Even a cursory view of his application would have revealed gaps that made no sense; a credit check would have made it clear that this was not a tenant the owners wanted.

Landlords of less expensive (non-luxury) rental properties require credit checks for all prospective tenants with no exceptions. They know better than to assume that tenants who look and sound responsible will be. Looks can deceive. Just ask Susan if you disagree. That’s why we advise our clients to reject tenants who won’t permit a credit check (a definite red flag – what is it they don’t want you to see?) or who don’t have a Social Security Number. We also advise them, for obvious reasons, never to accept a personal check for a deposit.

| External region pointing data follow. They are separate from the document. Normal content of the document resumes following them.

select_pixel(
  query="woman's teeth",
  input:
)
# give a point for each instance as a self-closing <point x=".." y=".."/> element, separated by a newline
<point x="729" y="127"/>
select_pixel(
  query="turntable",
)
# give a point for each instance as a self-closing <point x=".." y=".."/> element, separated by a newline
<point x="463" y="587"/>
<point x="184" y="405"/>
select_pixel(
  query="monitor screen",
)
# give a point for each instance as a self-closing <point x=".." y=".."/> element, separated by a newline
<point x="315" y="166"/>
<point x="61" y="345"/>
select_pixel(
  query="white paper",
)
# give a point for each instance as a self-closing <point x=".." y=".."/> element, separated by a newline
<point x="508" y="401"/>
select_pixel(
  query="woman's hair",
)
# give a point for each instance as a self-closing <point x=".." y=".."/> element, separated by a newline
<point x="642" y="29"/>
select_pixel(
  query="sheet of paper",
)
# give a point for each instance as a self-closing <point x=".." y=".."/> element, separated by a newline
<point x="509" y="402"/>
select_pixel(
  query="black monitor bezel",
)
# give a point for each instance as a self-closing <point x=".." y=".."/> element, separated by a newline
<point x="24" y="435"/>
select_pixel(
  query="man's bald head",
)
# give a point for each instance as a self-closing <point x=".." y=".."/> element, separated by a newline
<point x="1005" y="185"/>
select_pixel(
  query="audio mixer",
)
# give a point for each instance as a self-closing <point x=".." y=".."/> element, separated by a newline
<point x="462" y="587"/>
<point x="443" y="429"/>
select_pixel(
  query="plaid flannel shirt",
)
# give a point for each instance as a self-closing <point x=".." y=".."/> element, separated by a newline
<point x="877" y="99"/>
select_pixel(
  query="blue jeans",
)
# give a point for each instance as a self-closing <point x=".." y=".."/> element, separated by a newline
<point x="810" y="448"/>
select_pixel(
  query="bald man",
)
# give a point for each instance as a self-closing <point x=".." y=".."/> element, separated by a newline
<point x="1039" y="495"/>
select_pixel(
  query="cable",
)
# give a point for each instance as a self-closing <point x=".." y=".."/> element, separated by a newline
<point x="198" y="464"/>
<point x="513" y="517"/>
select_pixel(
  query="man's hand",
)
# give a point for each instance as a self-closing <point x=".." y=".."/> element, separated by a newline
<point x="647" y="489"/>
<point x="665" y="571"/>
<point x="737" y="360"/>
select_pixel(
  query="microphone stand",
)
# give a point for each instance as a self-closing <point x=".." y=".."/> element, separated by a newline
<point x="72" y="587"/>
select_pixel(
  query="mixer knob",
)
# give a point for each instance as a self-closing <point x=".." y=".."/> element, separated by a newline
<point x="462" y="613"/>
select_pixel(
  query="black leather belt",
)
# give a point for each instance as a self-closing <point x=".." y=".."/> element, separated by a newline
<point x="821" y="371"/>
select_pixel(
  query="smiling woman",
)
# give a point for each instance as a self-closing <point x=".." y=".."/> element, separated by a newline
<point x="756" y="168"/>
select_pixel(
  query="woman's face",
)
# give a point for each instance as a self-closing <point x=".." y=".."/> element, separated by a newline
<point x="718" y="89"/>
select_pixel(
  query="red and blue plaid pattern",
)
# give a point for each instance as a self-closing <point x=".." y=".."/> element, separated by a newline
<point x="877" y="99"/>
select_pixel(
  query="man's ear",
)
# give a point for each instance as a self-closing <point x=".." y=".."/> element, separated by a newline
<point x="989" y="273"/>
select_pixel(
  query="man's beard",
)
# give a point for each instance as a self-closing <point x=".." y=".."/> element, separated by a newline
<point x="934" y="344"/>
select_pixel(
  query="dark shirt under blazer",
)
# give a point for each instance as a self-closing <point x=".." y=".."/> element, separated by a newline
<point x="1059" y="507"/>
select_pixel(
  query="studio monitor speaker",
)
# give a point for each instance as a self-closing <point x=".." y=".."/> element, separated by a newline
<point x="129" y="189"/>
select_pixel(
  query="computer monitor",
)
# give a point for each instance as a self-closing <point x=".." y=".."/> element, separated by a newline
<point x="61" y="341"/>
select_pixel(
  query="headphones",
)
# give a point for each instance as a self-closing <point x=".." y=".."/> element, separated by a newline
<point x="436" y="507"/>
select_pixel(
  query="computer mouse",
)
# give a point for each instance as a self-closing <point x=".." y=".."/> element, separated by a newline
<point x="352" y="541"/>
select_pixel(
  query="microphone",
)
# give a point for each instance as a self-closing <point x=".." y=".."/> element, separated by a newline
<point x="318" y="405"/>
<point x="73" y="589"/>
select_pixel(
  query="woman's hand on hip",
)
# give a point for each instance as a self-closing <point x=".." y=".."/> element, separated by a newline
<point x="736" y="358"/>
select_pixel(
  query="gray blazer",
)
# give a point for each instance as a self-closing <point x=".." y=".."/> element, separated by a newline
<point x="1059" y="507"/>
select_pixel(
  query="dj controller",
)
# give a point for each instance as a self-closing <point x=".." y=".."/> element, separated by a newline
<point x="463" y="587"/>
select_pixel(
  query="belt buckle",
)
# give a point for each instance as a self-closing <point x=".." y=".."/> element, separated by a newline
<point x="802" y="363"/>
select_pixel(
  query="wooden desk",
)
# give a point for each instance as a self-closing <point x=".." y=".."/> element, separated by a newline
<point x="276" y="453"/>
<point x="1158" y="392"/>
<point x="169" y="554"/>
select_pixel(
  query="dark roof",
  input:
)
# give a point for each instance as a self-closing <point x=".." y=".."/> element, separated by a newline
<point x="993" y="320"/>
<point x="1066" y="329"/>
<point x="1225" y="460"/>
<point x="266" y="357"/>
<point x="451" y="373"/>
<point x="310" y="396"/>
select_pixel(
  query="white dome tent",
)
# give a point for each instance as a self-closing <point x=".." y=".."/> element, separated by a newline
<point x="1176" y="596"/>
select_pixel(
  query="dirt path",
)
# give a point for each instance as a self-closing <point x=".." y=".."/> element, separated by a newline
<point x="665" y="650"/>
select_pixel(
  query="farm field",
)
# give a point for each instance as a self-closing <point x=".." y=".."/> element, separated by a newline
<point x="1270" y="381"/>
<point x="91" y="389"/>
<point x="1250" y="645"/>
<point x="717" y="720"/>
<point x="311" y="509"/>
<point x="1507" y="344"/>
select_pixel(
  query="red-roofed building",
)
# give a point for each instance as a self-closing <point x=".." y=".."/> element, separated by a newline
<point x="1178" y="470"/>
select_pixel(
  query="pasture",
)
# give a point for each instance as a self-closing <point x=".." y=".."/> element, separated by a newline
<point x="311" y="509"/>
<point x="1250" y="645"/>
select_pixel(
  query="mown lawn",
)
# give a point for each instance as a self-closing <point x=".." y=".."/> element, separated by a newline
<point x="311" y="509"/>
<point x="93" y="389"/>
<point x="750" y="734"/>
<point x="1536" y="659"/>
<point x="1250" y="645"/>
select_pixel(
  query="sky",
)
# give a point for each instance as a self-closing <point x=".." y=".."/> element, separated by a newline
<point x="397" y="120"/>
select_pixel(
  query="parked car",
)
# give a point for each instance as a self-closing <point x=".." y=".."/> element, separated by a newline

There is some concern that requiring a Social Security Number will bar rentals to many foreign students and other foreign nationals, who might be good tenants. Some tenant attorneys have also suggested that landlords who require a Social Security number are discriminating illegally based on nationality or national origin, by renting only to U.S. residents.

Demonstrating Due Diligence

But requiring a Social Security number is neither unreasonable nor discriminatory. Social Security numbers are easy to obtain, you don’t have to be a U.S. citizen to get one and the non-discriminatory purpose for requiring them is clear: Credit reporting companies won’t provide a credit report without them. There is no other way for landlords to review the credit history of prospective tenants. That said, landlords should, of course, apply this requirement uniformly in order to avoid claims of discrimination.

As a practical matter, a prospective tenant with a newly issued SSN isn’t going to have much of a credit record to check, but by enforcing this requirement uniformly, landlords can demonstrate that they are making reasonable efforts to screen all their tenants – due diligence that, it is likely, other tenants are expecting the landlord to perform. If a tenant turns out to be an axe murderer or a child molester, tenants who are harmed may argue that they assumed the landlord screened all tenants and relied on that assumption. The landlord who has made every effort to screen the bad tenant — even if the background report revealed nothing – will have a much stronger liability defense than the landlord who did no screening at all.

The “tenant from Turkey” story has a post-script. The night before the Housing Court hearing, I got a call from the woman’s live-in boyfriend, who explained that her situation was desperate.

She had lost her job, lost the apartment she had been renting, and, he explained, “her parents wouldn’t send her any more money.” The boyfriend said it was he who suggested that his girlfriend masquerade as a well-heeled, newly employed prospective tenant, because as long as she looked the part, he was sure no one would check. He was right about that – the ploy worked at four buildings, two of which were owned by the same company.

Scamming these landlords was justified, the boyfriend told me, because “she had no place else to go. What else was she supposed to do?”

I told him I wasn’t going to try to give him a morality lesson on the phone, but I pointed out that other people who have lost their jobs and their apartments have found ways of dealing with the situation that didn’t involve fraud.

The boyfriend had one other question: “Do you think she needs an attorney?”

“I can’t give you legal advice,” I replied. “But yes, I think she needs an attorney – a criminal attorney.”